Her ne kadar demokrasiyi öğrenip geliştirerek insan hak ve hukukuna önem verip kendi içlerinde daha demokrat yaşayıp, özgürlüğü geliştirerek insanları fazlasıyla motife edip güzel yaşatarak üretimi kat be kat artırıp daha çok güce ve zenginliğe ulaşmış olsalar da, istedikleri gibi dünyayı dönüştürüp değiştiremedikleri için sürekli saldırgan bir şekilde yaşıyorlar.
Bu şekilde kendi içlerinde hallettikleri birçok sorunu küçülen dünya da halledemedikleri için huzursuzlar. Çünkü bütün dünyanın gözleri onların üzerinde, onların zenginliğinde, onların özgür ve güzel yaşamlarında, onlarda bunu çok iyi bildikleri için ya süreç devam edecek. Ya da bütün dünyayı evirip çevirip kendilerine benzeterek rahat edecekler. Yoksa her gecen gün artarak batı nüfusu hem azalıyor, hem de yaşlanıyor. Rahat edip daha güzel yaşamak için dönüştürüp değiştirerek kendilerine benzetecekleri ülkelerin insanlarına daha çok muhtaç hale geliyorlar.
Onun için bu gün Müslümanları dönüştürüp değiştirerek kendilerine benzetmek istiyorlar. Onu için de her yolu deneyip direnenleri yok ediyorlar.
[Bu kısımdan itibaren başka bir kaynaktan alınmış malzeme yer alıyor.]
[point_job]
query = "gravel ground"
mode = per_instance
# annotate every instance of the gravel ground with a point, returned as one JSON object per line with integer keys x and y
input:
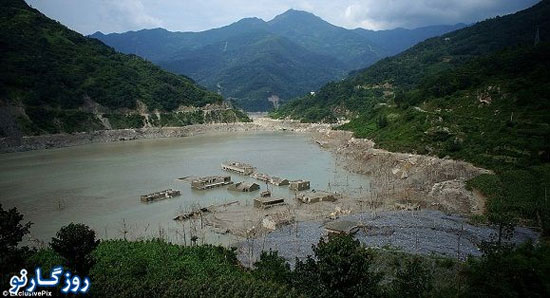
{"x": 422, "y": 232}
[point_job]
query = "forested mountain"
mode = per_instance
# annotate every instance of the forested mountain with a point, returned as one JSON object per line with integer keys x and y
{"x": 52, "y": 78}
{"x": 479, "y": 94}
{"x": 397, "y": 40}
{"x": 252, "y": 60}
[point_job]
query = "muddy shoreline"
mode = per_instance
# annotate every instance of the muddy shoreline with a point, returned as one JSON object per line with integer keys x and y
{"x": 28, "y": 143}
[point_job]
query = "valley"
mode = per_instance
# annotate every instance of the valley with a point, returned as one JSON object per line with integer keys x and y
{"x": 281, "y": 156}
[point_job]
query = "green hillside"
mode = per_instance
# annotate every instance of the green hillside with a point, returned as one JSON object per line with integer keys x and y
{"x": 252, "y": 60}
{"x": 252, "y": 67}
{"x": 478, "y": 94}
{"x": 50, "y": 74}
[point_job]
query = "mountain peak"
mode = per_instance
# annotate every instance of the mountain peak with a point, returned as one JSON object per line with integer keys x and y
{"x": 251, "y": 21}
{"x": 296, "y": 15}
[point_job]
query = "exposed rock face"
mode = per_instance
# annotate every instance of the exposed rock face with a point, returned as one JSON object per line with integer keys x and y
{"x": 452, "y": 195}
{"x": 407, "y": 178}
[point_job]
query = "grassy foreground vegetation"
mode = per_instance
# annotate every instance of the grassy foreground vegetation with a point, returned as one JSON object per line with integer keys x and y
{"x": 340, "y": 267}
{"x": 479, "y": 94}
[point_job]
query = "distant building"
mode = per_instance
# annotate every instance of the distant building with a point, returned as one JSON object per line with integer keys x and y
{"x": 342, "y": 227}
{"x": 244, "y": 187}
{"x": 238, "y": 167}
{"x": 316, "y": 196}
{"x": 161, "y": 195}
{"x": 268, "y": 202}
{"x": 278, "y": 181}
{"x": 299, "y": 185}
{"x": 261, "y": 176}
{"x": 271, "y": 180}
{"x": 209, "y": 182}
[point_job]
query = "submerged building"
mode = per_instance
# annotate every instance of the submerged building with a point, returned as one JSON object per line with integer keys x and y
{"x": 161, "y": 195}
{"x": 299, "y": 185}
{"x": 268, "y": 202}
{"x": 209, "y": 182}
{"x": 244, "y": 187}
{"x": 278, "y": 181}
{"x": 238, "y": 167}
{"x": 316, "y": 196}
{"x": 342, "y": 227}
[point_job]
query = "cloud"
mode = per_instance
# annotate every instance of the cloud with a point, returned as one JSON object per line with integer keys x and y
{"x": 129, "y": 13}
{"x": 375, "y": 14}
{"x": 88, "y": 16}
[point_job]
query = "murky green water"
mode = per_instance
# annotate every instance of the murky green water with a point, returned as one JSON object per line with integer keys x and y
{"x": 100, "y": 184}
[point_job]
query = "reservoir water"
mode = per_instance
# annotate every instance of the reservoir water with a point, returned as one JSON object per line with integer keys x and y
{"x": 100, "y": 184}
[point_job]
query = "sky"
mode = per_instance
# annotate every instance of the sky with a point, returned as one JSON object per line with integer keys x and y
{"x": 89, "y": 16}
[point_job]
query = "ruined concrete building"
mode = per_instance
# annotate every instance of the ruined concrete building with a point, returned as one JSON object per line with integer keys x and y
{"x": 209, "y": 182}
{"x": 316, "y": 196}
{"x": 271, "y": 180}
{"x": 238, "y": 167}
{"x": 278, "y": 181}
{"x": 342, "y": 227}
{"x": 299, "y": 185}
{"x": 161, "y": 195}
{"x": 244, "y": 187}
{"x": 268, "y": 202}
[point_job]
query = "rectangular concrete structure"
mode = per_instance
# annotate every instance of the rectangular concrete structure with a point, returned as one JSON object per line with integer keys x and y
{"x": 316, "y": 196}
{"x": 299, "y": 185}
{"x": 238, "y": 167}
{"x": 161, "y": 195}
{"x": 244, "y": 187}
{"x": 268, "y": 202}
{"x": 209, "y": 182}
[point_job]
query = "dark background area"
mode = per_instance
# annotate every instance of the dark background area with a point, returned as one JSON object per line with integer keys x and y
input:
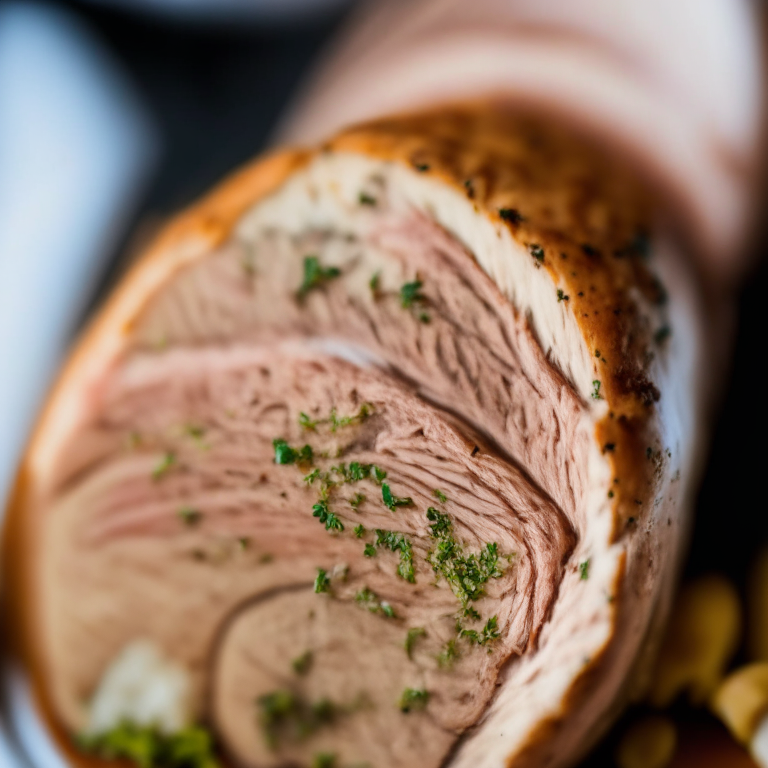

Çünkü onların gayesi küçülen köyde rahat etmektir.
Bizler nasıl ki yaşadığımız şehirlerden tatil için köylerimize gittiğimizde kendimizi çok rahat hissedip dinlenip geliyorsak, onlarda bütün dünyayı öyle istiyorlar.
Yani dünyadaki herkes onlara benzeyip onlar gibi yaşasın. Dünya küçülsün, insan büyüsün istiyorlar.
Peki; Bu gün, insanlık bunun neresinde?